The only remaining remnants of Little Brazil are the Consulate General of Brazil and a scatter of churrascarias and restaurants, a travel agent, a shop that sells Brazilian food, clothing and accessories and the local newspaper, The Brazilians. With a nationwide circulation of 60,000, the monthly bilingual newspaper had tried for 40 years, in Portuguese and English, to reach Manhattan’s Brazilian community.
Ediberto Mendez, editor of The Brazilians, was adamant that the newspaper would stay in its current location in Little Brazil, saying that the street is symbolic of the epicenter of the wide Brazilian community in New York, even if the day-to-day Brazilian community’s presence is diminishing.
Restaurant manager at Via Brasil, Ronald DeSouza, said that people are still drawn to the street for authentic Brazilian cuisine. The restaurant is one of the longest-standing landmarks in Little Brazil, celebrating its 32nd birthday this year, but it has not survived without cutbacks. The restaurant’s most recent change, although a small one, was a decrease in the number of nights it features live music, from three to two.

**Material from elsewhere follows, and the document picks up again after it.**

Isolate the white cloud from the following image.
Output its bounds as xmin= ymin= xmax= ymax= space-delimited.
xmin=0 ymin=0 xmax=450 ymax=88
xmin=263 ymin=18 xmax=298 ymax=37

Restaurant by restaurant, other businesses have closed down permanently in Little Brazil, like Mara’s, a Brazilian restaurant on West 46th Street, that has been boarded up and advertised as space for rent for over four months.
Marcela De Ramos has run Buzio’s in Little Brazil for six years (although the store has existed for at least 20 years), selling Brazilian food, clothing, beauty products and books; to her the only economic threat to Little Brazil is the increases in the already expensive cost of renting. Otherwise, she maintains an optimistic attitude. “Business has been pretty constant since I’ve been here,” De Ramos said. “But Brazilians are not really faithful to one area, we get involved with other cultures too,” which she thinks is the reason that Little Brazil looks more diluted than the once culturally booming street appeared.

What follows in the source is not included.